Responding to news that the UK's Supreme Court has handed down a judgment which decided that the Serious Fraud Office (SFO) does not have the power to compel a foreign company to produce material that it holds overseas, Herbert Smith Freehills Partner Kate Meakin says:
“This is a welcome decision as it overturns the somewhat surprising decision of the Divisional Court, and restates the position as previously understood by multinationals and – it could be said – as previously applied by the SFO, which has in practice relied upon mutual legal assistance (MLA) in such circumstances, often with the cooperation of the UK and overseas companies involved, as well as overseas agencies.

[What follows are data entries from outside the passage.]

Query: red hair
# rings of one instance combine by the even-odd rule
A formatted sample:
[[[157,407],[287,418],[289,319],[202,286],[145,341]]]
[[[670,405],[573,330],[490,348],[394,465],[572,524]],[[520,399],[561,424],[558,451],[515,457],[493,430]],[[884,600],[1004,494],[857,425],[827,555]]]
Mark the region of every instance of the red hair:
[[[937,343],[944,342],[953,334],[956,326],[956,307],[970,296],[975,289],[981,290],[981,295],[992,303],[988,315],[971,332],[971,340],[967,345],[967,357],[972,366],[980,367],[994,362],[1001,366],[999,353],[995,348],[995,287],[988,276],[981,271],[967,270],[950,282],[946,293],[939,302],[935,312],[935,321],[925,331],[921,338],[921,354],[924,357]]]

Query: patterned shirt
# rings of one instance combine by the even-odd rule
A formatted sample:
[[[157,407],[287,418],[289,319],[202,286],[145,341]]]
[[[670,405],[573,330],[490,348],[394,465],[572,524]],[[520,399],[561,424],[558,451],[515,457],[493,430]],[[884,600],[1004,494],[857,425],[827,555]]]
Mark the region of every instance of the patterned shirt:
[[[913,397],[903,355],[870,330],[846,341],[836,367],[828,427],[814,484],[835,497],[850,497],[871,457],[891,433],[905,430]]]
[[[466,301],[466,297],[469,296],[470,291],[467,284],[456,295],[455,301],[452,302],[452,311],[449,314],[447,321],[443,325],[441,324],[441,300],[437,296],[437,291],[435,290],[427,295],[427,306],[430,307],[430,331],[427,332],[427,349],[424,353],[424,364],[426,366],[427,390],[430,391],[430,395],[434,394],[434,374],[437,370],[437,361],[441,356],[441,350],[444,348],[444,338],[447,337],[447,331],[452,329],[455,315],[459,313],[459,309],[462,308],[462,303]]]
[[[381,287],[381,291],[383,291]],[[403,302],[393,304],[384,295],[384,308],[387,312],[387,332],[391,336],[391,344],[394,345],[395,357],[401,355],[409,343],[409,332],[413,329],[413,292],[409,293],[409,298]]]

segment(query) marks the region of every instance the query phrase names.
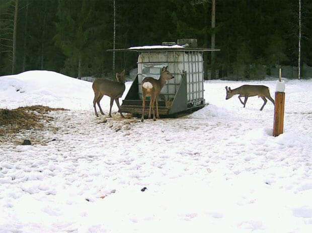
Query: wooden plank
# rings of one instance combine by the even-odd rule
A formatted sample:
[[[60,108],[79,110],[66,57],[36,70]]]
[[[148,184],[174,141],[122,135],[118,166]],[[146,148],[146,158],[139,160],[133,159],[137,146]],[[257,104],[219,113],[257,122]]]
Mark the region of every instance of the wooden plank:
[[[275,92],[274,104],[274,122],[273,136],[278,136],[284,129],[284,112],[285,109],[285,92]]]

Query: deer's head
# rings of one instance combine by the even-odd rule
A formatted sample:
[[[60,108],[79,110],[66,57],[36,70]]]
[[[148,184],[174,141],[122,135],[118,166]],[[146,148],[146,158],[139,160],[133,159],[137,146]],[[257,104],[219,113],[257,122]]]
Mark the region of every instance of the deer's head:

“In particular, multinational corporates may in practice have faced difficult decisions about allowing officers of overseas group companies to travel to the UK, for fear of being served with section 2 notices. In addition, the use of an undefined “sufficient connection” test would have created real issues of uncertainty for corporates and their advisers, as to the practical reach of a section 2 notice.

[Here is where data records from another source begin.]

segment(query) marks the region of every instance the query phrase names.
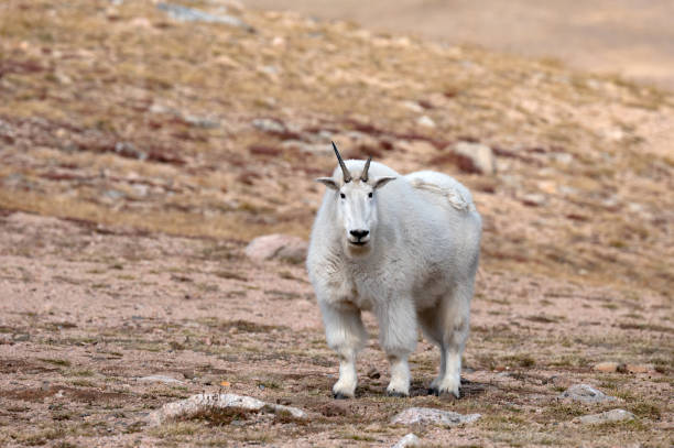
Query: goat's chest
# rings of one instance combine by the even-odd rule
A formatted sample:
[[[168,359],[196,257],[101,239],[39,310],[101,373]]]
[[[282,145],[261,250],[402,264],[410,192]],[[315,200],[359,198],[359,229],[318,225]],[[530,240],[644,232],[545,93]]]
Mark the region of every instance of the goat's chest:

“Companies facing investigation will no doubt continue to be mindful of the potential benefits in co-operating with the SFO to enable documents to be provided, in a timely and helpful manner to the SFO. However, they will continue to be able to do so within the safeguards of established MLA principles, and not subject to an undefined test of “sufficient connection”, to be applied by the SFO.”
Today’s decision by the Supreme Court in in R (on the application of KBR, Inc) (Appellant) v Director of the Serious Fraud Office (Respondent)  UKSC 2 unanimously allowed the appeal on behalf of KBR against the decision of the Divisional Court that a section 2 notice served by the SFO on the officer of a US company while in the UK, required the production of material held overseas by that overseas incorporated company.

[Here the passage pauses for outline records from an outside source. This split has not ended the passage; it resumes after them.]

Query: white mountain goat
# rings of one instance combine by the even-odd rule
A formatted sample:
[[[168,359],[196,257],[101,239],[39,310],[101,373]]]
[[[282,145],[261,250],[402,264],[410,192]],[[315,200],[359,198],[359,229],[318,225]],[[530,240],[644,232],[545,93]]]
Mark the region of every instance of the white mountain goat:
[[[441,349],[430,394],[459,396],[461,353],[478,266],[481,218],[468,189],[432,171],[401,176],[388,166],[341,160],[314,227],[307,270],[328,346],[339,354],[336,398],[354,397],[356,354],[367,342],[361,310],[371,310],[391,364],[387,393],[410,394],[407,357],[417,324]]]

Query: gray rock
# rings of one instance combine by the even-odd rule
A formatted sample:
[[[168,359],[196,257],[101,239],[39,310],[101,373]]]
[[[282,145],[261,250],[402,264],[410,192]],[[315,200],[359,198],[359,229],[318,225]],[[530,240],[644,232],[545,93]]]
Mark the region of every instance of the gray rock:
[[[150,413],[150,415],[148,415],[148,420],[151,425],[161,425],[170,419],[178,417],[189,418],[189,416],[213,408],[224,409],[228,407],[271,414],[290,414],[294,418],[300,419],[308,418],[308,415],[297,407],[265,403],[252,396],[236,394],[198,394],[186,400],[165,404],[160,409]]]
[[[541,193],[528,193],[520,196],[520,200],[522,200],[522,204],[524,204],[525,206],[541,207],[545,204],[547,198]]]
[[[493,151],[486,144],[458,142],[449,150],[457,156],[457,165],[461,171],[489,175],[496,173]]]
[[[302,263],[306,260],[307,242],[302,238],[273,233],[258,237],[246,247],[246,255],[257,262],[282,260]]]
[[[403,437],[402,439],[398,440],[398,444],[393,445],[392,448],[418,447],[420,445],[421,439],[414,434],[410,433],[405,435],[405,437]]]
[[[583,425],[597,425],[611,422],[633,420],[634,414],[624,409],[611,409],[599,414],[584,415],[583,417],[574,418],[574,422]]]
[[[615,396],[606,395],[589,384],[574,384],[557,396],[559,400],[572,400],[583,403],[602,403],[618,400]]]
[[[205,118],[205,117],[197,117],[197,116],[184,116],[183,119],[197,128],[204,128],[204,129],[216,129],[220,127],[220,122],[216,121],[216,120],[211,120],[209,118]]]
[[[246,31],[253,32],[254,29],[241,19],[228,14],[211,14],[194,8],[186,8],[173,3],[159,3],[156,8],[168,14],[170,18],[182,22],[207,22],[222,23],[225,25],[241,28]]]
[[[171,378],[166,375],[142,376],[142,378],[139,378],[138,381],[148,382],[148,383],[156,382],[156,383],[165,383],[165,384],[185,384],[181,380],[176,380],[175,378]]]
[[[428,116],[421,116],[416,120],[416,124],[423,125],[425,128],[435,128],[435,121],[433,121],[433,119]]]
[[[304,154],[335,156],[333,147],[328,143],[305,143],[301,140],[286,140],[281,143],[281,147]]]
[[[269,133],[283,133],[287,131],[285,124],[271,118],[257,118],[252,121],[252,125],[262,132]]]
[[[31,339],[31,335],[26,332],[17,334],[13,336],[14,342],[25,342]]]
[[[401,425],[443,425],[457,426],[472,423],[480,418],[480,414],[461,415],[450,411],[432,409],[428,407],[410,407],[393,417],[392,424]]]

The Supreme Court determined that such broad extra-territorial effect could not be read into s2(3) Criminal Justice Act 1987: it was not express or implied in the language of the statute, nor was it intended in the purpose of the statute. The Supreme Court was also not attracted to the “sufficient connection” test created by the lower court, determining that there was no basis for use of such a test, that use of such an undefined test would create unacceptable uncertainty, and that the creation of such a test in the circumstances would be an illegitimate re-writing of statute by the Courts.